The drug canagliflozin was developed to lower glucose levels for people with type 2 diabetes, but today has been shown to protect against kidney failure as well. It also significantly reduced the risk of cardiovascular complications including heart failure, which are common among people with kidney disease.
There are 4.7 million people in the UK living with diabetes and four in five people with diabetes will develop some form of kidney disease. Lead author Professor Vlado Perkovic, of The George Institute for Global Health, said there was an urgent need for this new treatment given the surging rates of diabetes.
Researchers say the results, which were presented at the ISN World Congress of Nephrology in Melbourne today, can be implemented immediately as the drug is already available.
The study recruited 4,401 patients with diabetes and kidney disease from 34 countries. Half were given canagliflozin on top of best available current care for kidney disease according to current guidelines – using either angiotensin-converting enzyme (ACE) inhibitors or angiotensin receptor blockers (ARBs). The control group received best available care, and a placebo.
- The number of people developing kidney failure or dying from either kidney failure or cardiovascular disease was reduced by 30 per cent.
- Incidents of hospitalisation for heart failure were reduced by 39 per cent.
- The risk of major cardiovascular outcomes - heart attack, stroke and cardiovascular death - was reduced by 20 per cent.
- There was no increased risk of major side effects.
Canagliflozin is given to a small number of people with type 2 diabetes already, but it is hoped that more people will soon have access to the treatment as a result of this trial.
Big advance for patients
Director of research operations for Kidney Research UK Elaine Davies said: “At least four in five patients with diabetes will go on to develop kidney failure, and patients with type 2 diabetes also have a high risk of cardiovascular disease. Many treatments currently used to control blood glucose do nothing to reduce these risks, and some may even increase them.
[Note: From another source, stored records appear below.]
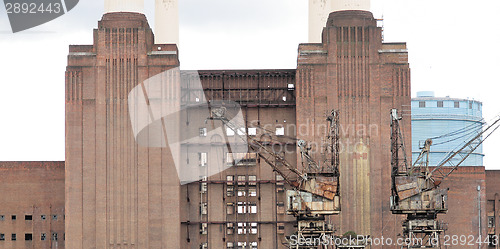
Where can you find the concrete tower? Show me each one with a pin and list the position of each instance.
(320, 9)
(124, 6)
(167, 21)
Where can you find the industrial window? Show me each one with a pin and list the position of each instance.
(253, 228)
(243, 159)
(280, 209)
(253, 245)
(281, 228)
(242, 228)
(252, 191)
(252, 207)
(203, 208)
(203, 228)
(230, 191)
(230, 228)
(230, 208)
(252, 180)
(242, 180)
(280, 131)
(203, 158)
(491, 221)
(203, 132)
(252, 131)
(241, 131)
(242, 207)
(229, 132)
(230, 179)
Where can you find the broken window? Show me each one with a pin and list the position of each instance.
(242, 228)
(242, 207)
(253, 228)
(229, 132)
(280, 131)
(230, 228)
(252, 207)
(203, 208)
(203, 132)
(252, 131)
(230, 191)
(230, 208)
(252, 191)
(252, 180)
(281, 228)
(203, 228)
(203, 158)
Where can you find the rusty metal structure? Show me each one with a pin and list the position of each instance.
(314, 192)
(415, 188)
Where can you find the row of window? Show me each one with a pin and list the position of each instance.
(280, 131)
(29, 237)
(456, 104)
(231, 245)
(242, 159)
(29, 217)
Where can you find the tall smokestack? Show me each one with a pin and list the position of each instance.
(320, 9)
(167, 22)
(124, 6)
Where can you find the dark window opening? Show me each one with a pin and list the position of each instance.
(28, 236)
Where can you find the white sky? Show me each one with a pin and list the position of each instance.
(454, 49)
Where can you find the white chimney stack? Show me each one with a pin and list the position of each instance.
(320, 9)
(124, 6)
(167, 22)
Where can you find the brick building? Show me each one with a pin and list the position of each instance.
(122, 195)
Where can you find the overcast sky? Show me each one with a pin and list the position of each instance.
(453, 50)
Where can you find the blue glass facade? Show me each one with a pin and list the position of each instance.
(449, 122)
“This new evidence is exciting and confirms previous research and provides hope for thousands of people. This new class of drugs help to control blood glucose but at the same time, reduce the risk of kidney and cardiovascular disease.
“This is the first big advance in preventing kidney failure in people with type 2 diabetes for generations. It complements evidence from recent trials which have shown the benefits of this class of drugs, and shows that the benefits extend to patients with early kidney disease. We’re hoping NICE and other bodies will look at the new evidence quickly, and review and implement guidelines with haste, so as many people as possible can benefit from these findings.”